Working with the Census API Directly from SAS
In a previous post, I have shown how to connect to the Census API and load data with Python. In this post, I will do the same using SAS instead. Before we get started, two important links from last time: a guide to the API can be found here and a list of the available data sets can be accessed here.
Picking the Data
For this post, I’ll use the same data as last time. There we used the 2018 American Community Survey 1-Year Detailed Table and asked for three variables - total population, household income, and median monthly cost for Alamance and Orange counties in North Carolina (FIPS codes 37001 and 37135). The variable names are not very intuitive, so I highly recommend starting your code with a comment section that includes a markdown-style table of the variables that you want to use. Here is an example table for our data:
Variable | Label |
---|---|
B01003_001E | Total Population |
B19001_001E | Household Income (12 Month) |
B25105_001E | Median Monthly Housing Cost |
Building the Query
The next step is to build the query. Like last time, the API consists of a base
URL that points us to the data set we are looking for, a list of the variables
we want to request, and a description of the geography for which we want to
request those variables. Just like last time, I’ll build the query using several
macros for flexibility purposes. Note that since &
has a special meaning in SAS,
we need to use %str(&)
when referring to it to avoid having the log clobbered with
warnings about unresolved macros.
%let baseurl=https://api.census.gov/data/2018/acs/acs1;
%let varlist=NAME,B01003_001E,B19001_001E,B25105_001E;
%let geolist=for=county:001,135%str(&)in=state:37;
%let fullurl=&baseurl.?get=&varlist.%str(&)&geolist.;
%put &=fullurl;
Your log should now show the full query URL:
FULLURL=https://api.census.gov/data/2018/acs/acs1?get=NAME,B01003_001E,B19001_001E,B25105_001E&for=county:001,135&in=state:37
Making the API Request
The API call is achieved with a simple PROC HTTP call using a temporary file to hold the response from the server.
filename response temp;
proc http url="&fullurl." method="GET" out=response;
run;
Handling the JSON Response
We read the JSON response by utilizing the LIBNAME JSON Engine in SAS.

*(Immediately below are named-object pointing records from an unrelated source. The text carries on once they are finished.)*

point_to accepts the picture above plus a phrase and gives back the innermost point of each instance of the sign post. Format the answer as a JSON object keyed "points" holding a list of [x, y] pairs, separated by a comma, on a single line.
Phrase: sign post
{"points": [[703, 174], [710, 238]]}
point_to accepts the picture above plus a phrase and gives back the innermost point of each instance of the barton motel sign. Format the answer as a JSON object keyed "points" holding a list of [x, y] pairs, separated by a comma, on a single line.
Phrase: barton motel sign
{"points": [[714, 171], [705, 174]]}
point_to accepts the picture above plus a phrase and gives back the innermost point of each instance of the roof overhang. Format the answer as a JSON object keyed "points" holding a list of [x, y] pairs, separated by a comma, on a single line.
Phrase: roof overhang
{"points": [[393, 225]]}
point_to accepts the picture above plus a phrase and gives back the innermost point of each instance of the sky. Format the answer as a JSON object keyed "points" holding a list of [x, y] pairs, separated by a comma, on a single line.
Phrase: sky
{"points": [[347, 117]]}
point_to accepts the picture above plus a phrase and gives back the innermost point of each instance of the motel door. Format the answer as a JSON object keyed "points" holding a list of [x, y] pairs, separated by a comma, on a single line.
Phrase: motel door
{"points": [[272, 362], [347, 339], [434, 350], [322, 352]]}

libname manual JSON fileref=response;
Now run proc datasets lib=manual; quit;
. You’ll see two data sets that were created: ALLDATA which contains the whole JSON file’s contents
in a single data set, and ROOT which is a data set of all the root-level data. The latter one is the one we want. Here’s what the
first few observations in each look like:
Just like with Python, all columns are treated as character variables at first. Because of the way the Census API is structured, the first row consists of headers, which SAS didn’t use. This is something we’ll need to fix. At this point we have two main routes we can use to fix these issues - we can manually create a new data set from ROOT with PROC SQL and address the issues in that way, or we can take advantage of SAS' JSON map feature to define how we want to load the JSON when the LIBNAME statement is executed. There are good use cases for each, so I will show both methods.
Cleaning up via PROC SQL
Using PROC SQL, you can rename all the character variables you want to keep. To change from character to numeric,
you’ll use the input
function. You can then assign formats and labels as desired. To get rid of the first row,
you can just add a conditional having ordinal_root ne 1
to avoid loading that line.
proc sql;
create table census as
select
element1 as Name,
input(element2, best12.) as B01003_001E format=COMMA12. label='Total Population',
input(element3, best12.) as B19001_001E format=DOLLAR12. label='Household Income (12 Month)',
input(element4, best12.) as B25105_001E format=DOLLAR12. label='Median Monthly Housing Cost',
element5 as state,
element6 as county
from manual.root
having ordinal_root ne 1;
quit;
A benefit of this method is that as you fix the input table, you can already begin to work with
it thanks to the calculated
keyword in PROC SQL. Say we weren’t actually interested in housing cost and
household income, but instead would like to know what percent of their annual income a household spends on
housing in a given county. We could just add a new variable to our PROC SQL call and build our table like this:
proc sql;
create table census as
select
element1 as Name,
input(element2, best12.) as B01003_001E format=COMMA12. label='Total Population',
input(element3, best12.) as B19001_001E format=DOLLAR12. label='Household Income (12 Month)',
input(element4, best12.) as B25105_001E format=DOLLAR12. label='Median Monthly Housing Cost',
/* Now calculate what we want from the new columns: */
12*(calculated B25105_001E)/calculated B19001_001E as HousingCostPCT format=PERCENT10.2,
element5 as state,
element6 as county
from manual.root
having ordinal_root ne 1;
quit;
Using a JSON MAP
Alternatively, we could change the way SAS reads the JSON data by editing the JSON map it uses to decode the JSON file. The first step is to ask SAS to create a map for us to edit:
filename automap "sas.map";
libname autodata JSON fileref=response map=automap automap=create;
The map will look something like this:
Note that this is also a JSON file which you can edit in a text editor. With this map, you can change the names of the data sets and variables, assign labels and formats, and also re-format incoming data. Variables and data sets you don’t want to read can simply be deleted from the map. Here’s the beginning of my edited file:
Since the first row of observations in the JSON are actually a header and non-numeric, I add ?
prior to the
specified informat. This prevents errors in the log and simply replaces non-matching variables with missing values.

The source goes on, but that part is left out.